Drawing/model of foam substructure

Researchers at Princeton University, USA, found that a type of foam can selectively block light, opening up the prospect for semiconductor-like photonic applications. This image is a computer model of the foam, showing the energy density of light as it passes through the foam. [Image: courtesy of the researchers (Klatt et al.)]

The word “foam” usually indicates the head atop a pint of Guinness or soap bubbles in a baby’s bath. But multidisciplinary researchers at Princeton University, USA, view the term differently: as a means of manipulating light (Proc. Natl. Acad. Sci., doi: 10.1073/pnas.1912730116).

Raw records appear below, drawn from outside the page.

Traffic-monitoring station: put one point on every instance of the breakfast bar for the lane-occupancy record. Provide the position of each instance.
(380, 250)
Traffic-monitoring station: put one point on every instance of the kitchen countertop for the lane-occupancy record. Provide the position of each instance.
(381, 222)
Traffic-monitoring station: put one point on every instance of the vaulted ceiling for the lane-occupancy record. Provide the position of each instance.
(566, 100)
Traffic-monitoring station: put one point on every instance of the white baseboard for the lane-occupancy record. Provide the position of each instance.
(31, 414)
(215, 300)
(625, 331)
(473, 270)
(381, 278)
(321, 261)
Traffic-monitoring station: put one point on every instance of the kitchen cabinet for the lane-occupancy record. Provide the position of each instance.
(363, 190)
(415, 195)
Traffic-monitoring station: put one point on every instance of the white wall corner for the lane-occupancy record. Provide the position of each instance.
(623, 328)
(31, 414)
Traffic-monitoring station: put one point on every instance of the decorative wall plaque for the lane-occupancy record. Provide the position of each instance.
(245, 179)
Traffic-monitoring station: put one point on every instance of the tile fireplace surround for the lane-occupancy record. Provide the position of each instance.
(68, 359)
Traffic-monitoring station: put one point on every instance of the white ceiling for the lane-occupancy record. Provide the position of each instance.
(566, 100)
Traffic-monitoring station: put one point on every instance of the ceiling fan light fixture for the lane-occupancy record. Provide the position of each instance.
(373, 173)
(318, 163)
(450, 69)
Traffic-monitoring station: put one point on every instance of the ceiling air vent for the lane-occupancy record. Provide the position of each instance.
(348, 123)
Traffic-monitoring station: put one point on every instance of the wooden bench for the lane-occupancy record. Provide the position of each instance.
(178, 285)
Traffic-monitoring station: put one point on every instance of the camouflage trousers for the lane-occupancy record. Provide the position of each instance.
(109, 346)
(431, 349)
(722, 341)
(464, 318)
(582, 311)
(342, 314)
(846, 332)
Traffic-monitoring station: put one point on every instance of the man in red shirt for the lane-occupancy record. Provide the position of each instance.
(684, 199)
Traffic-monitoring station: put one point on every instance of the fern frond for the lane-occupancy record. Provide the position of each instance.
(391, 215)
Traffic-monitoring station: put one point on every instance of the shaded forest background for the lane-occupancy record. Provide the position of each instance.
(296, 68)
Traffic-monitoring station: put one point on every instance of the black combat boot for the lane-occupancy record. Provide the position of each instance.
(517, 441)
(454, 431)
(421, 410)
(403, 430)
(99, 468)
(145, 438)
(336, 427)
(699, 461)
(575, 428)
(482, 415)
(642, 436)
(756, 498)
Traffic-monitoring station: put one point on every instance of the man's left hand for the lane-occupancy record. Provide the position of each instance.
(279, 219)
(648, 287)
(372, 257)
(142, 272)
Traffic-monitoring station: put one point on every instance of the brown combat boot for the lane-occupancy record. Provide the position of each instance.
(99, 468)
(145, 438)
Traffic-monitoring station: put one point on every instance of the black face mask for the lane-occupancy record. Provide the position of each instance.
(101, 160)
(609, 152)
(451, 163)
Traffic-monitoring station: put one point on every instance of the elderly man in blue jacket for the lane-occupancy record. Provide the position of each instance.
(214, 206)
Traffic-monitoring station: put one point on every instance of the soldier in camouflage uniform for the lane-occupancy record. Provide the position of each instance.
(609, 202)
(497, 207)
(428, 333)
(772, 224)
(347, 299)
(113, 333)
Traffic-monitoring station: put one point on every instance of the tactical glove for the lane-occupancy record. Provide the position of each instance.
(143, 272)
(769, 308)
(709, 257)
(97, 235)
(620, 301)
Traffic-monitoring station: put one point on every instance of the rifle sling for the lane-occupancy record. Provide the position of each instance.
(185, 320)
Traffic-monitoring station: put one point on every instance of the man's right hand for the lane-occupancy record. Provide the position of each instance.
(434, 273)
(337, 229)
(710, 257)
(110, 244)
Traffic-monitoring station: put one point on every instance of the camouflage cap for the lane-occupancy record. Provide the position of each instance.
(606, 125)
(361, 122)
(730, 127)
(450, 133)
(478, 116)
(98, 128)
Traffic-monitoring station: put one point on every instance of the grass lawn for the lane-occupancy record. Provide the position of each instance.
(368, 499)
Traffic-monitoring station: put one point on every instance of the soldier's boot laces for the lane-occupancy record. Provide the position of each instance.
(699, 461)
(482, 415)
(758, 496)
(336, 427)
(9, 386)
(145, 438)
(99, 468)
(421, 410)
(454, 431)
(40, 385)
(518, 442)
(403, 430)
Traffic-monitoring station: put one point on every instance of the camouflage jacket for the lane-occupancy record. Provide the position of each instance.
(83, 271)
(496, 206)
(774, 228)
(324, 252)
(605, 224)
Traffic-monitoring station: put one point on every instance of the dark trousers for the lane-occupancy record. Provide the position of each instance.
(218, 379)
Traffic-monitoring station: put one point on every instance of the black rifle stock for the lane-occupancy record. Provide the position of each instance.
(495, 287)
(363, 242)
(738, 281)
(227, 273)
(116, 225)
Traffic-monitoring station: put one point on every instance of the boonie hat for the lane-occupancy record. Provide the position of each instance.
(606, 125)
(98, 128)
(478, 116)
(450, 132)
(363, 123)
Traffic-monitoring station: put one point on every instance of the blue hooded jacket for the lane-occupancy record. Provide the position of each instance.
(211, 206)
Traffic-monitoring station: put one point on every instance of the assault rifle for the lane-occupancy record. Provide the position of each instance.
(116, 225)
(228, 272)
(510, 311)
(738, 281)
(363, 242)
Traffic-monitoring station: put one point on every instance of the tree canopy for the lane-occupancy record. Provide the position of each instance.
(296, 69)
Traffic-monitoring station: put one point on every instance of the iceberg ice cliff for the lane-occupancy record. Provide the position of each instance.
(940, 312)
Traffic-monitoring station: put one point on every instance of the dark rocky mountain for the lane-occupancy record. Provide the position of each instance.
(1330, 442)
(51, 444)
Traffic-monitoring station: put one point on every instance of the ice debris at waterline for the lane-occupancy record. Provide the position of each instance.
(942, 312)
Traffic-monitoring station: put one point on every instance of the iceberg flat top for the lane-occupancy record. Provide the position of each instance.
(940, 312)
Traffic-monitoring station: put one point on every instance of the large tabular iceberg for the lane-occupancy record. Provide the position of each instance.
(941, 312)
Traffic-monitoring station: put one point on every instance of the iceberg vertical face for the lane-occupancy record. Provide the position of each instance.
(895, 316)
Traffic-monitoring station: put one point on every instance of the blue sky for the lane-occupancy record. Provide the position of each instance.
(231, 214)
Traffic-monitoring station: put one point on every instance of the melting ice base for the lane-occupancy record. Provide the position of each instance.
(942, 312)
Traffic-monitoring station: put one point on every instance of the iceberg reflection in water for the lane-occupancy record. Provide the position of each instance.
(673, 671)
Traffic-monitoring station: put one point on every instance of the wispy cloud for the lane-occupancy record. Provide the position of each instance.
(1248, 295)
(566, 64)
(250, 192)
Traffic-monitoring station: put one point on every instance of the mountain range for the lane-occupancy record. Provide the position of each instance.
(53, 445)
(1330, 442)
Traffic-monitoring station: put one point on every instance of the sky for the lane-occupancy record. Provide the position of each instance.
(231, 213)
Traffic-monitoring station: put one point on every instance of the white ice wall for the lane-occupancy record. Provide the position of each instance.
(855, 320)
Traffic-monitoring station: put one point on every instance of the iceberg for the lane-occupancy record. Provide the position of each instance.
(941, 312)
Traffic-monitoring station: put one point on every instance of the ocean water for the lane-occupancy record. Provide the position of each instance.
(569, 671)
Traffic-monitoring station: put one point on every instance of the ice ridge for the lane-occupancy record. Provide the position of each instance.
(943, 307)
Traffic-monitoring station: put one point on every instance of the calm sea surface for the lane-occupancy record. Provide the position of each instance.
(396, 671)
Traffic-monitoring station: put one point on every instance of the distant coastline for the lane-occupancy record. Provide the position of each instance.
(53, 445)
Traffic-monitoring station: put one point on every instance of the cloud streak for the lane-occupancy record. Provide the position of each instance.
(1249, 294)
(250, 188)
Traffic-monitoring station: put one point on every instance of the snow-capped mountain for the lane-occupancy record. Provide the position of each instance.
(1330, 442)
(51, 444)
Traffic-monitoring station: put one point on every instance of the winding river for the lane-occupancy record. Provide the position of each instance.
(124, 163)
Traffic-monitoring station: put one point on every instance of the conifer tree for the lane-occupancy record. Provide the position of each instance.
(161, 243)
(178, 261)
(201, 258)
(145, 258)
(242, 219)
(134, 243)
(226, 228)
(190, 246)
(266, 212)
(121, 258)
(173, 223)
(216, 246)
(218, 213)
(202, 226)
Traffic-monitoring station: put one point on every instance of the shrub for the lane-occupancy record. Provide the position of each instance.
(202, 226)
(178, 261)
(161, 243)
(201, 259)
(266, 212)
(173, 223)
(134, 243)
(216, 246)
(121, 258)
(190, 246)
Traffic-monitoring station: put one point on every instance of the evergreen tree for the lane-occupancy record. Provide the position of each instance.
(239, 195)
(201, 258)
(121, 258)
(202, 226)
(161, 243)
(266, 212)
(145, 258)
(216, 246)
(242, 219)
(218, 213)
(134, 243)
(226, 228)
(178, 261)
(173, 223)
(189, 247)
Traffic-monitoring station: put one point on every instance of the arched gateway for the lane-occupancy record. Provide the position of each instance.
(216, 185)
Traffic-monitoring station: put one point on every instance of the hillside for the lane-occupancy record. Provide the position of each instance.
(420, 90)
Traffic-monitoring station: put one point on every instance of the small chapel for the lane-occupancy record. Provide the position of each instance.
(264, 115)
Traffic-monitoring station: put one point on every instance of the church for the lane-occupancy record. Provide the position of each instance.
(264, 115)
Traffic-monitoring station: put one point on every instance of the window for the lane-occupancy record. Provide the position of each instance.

A team headed by chemistry professor Salvatore Torquota has shown that a particular type of foam can block certain wavelengths of light. That capability offers potential for use in next-generation information technology based on photons rather than electrons.

Unnatural foams

The research involved computer simulations of the structure of Weaire-Phelan (WP) foam. Designed and developed by Irish physicist Denis Weaire and his student Robert Phelan, this is an ordered arrangement of foam whose individual components possess the minimum possible surface area.

WP foam doesn’t exist naturally. But Weaire’s group and others have made them in the laboratory, in liquid and solid varieties. The design also formed the outer wall of the aquatics center at the 2008 Olympic Games in Beijing.

A foamy band gap

The Princeton team, which included physicist Paul Steinhardt and postdoctoral researcher Michael Klatt, undertook what Torquato describes as “the first study of the optical properties of WP structures.” Computer simulations revealed that the foams allow some frequencies of light to pass through them while reflecting other frequencies, thereby blocking their passage.

This selective blocking, the team reports in the new work, resembles that of semiconductors. In both cases the process involves a band gap; the gap in the WP foam controls the flow of photons rather than electrons. “We knew that the WP structures possessed certain topological and geometrical properties that could enable them to open up photonic band gaps,” Torquato says. “But there was no guarantee that they would do so.”

Optics versus electronics?

Neither Torquato nor Weaire sees immediate applications for the finding. However, Torquato notes specific advantages of WP foams, such as their elastic and transport properties, that could enable optical rather than electronic solutions for next-generation technologies. “I am not aware of any attempt to use this trick for more bubbles,” Weaire adds. “But who knows?”